Son dönemlerde anlıyorum ki, kişisel dönüşüm yolunun önemli bir parçası da bir çeşit “yas” sürecinden geçmek. Öz farkındalığımız geliştikçe, yaşadığımız deneyimlerdeki kendi katkımızı fark ediyoruz. Geçmişle yüzleşmek zorlaşıyor. “Tüm bunlara nasıl izin vermişim!” gibi bir serzenişle, sadece bize o durumları yaşatan kişilere değil, kendimize karşı da öfke duyabiliyoruz. Şu anki bilincimizle; değerimizi ortaya koyamadığımız, sesimizi çıkaramadığımız, kendimize zarar verdiğimiz geçmiş deneyimleri hatırlamak canımızı acıtıyor.

Bize zorluk yaşatan insanlar şu an hayatımızda olmayabilirler. Zaman geçtikçe hissettiğimiz duyguların yoğunluğu azabilir. Hatta bizi zorlayarak da olsa sokmaya vesile oldukları dönüşüm sürecinden dolayı içimizde bir minnet de hissedebiliriz. Ama kendimizden kaçamayız. Bu yüzden de kendimizi affedebilmek, dönüşüm sürecinin belki de en zor fakat en gerekli aşaması.

En gereklisi, çünkü iyileşmek o zayıf bulduğumuz parçalarımızla temas etmeyi ve onları kapsamayı gerektiriyor. Bizi geçmişte veya anın içinde “zayıf, güçsüz, hatalı ve yetersiz” hissettiren birçok davranışımız aslında küçük yaşta öğrendiğimiz savunma mekanizmaları. Yaşadığımız travmalara yönelik verdiğimiz tepkiler. Hayatta bir şekilde böyle var olmayı öğrenmişiz. Küçük yaşta ve elimizdeki imkanlarla en iyi çözümümüz bunlar olmuş. Belirli bir farkındalık seviyesine ulaşana kadar da benzer metotları kullanmaya devam etmiş olabiliriz. Bir kısmı halen daha bize hükmediyor olabilir.
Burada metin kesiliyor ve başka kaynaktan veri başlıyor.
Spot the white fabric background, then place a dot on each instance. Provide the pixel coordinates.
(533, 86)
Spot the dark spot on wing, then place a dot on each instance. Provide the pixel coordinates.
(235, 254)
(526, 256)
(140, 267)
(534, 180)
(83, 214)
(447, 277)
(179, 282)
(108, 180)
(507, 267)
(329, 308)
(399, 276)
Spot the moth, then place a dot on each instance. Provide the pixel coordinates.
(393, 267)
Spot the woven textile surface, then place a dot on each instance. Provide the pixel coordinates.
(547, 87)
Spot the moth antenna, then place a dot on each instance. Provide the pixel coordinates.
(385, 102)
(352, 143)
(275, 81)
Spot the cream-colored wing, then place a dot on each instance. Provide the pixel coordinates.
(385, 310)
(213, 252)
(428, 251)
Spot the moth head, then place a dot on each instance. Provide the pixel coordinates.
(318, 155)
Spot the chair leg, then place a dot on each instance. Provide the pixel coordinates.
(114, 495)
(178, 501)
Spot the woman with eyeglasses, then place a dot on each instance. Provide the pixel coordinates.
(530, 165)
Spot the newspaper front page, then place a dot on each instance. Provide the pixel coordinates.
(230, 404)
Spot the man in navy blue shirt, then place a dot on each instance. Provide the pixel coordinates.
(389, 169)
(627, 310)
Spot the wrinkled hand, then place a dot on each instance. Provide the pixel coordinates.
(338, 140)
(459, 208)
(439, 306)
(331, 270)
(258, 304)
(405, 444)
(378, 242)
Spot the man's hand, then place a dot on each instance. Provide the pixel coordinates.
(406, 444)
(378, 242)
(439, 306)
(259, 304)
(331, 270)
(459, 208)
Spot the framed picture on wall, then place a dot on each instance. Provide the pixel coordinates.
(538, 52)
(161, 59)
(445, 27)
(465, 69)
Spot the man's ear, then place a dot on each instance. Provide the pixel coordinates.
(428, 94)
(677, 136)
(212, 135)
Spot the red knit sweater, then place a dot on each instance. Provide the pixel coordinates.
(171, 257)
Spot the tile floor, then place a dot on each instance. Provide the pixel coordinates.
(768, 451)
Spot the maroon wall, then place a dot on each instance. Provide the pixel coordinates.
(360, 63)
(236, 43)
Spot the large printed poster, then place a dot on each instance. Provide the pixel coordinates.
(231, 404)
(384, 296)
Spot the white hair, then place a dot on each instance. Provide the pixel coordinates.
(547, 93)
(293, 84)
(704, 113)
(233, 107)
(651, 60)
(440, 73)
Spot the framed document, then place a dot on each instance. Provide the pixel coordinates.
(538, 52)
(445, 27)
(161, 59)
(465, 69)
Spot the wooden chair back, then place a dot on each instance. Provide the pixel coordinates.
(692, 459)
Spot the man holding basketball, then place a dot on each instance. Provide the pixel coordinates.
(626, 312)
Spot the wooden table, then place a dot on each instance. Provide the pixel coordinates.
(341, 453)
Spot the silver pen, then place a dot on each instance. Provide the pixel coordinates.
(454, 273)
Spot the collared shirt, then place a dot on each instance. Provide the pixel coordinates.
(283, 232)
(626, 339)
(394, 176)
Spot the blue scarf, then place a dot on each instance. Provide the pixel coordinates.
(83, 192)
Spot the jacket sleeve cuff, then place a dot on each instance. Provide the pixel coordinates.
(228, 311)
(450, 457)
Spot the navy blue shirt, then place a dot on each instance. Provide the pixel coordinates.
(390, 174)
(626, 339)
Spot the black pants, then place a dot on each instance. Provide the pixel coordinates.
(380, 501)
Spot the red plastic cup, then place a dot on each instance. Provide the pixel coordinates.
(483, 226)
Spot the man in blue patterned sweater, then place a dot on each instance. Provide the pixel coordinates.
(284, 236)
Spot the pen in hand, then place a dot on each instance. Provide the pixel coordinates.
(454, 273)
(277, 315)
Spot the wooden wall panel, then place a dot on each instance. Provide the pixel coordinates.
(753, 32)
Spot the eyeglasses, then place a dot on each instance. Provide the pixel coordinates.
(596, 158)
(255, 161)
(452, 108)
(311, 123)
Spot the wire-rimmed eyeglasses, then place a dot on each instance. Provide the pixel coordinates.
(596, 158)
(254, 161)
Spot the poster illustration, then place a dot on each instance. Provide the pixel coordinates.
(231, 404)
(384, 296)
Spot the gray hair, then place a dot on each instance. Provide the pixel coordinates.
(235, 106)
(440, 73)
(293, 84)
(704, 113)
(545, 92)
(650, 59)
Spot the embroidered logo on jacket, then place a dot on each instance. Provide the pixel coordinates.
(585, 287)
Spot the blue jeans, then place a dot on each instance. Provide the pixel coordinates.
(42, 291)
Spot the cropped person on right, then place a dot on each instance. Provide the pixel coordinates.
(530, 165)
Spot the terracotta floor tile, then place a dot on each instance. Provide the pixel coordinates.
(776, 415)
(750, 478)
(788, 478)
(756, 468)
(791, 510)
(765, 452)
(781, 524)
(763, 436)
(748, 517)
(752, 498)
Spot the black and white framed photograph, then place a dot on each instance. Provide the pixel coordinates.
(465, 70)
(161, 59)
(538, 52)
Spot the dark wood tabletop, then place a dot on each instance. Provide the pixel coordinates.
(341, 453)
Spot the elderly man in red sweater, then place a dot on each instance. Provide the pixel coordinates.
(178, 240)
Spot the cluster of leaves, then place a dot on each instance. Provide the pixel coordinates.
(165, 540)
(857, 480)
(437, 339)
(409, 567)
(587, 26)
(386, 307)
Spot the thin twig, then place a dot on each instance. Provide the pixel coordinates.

Evet, artık bir yetişkin olarak gücümüzü fark edip, daha sağlıklı başa çıkma şekilleri geliştirmeye başlayabiliriz. Fakat çözüm, sevmediğimiz parçalarımızdan ya da utandıran anılardan kurtulmaya çalışmak değil. Aksine, o parçalarımızın bizden tek beklentisi, onlarla olan ilişkimizi iyileştirmek. Onları bastırmak yerine, yaşanılan şeylerin kökenlerini idrak edip, geçmişte ebeveynlerimizden alamadığı kapsamayı, onlara verebilmek. İçsel çocuğun duygularını ifade etmesine alan tutmak. Onunla “biz” olabilmek. İhtiyacımız olan ebeveynliği şimdi ve burada, tüm parçalarımıza verebilmek.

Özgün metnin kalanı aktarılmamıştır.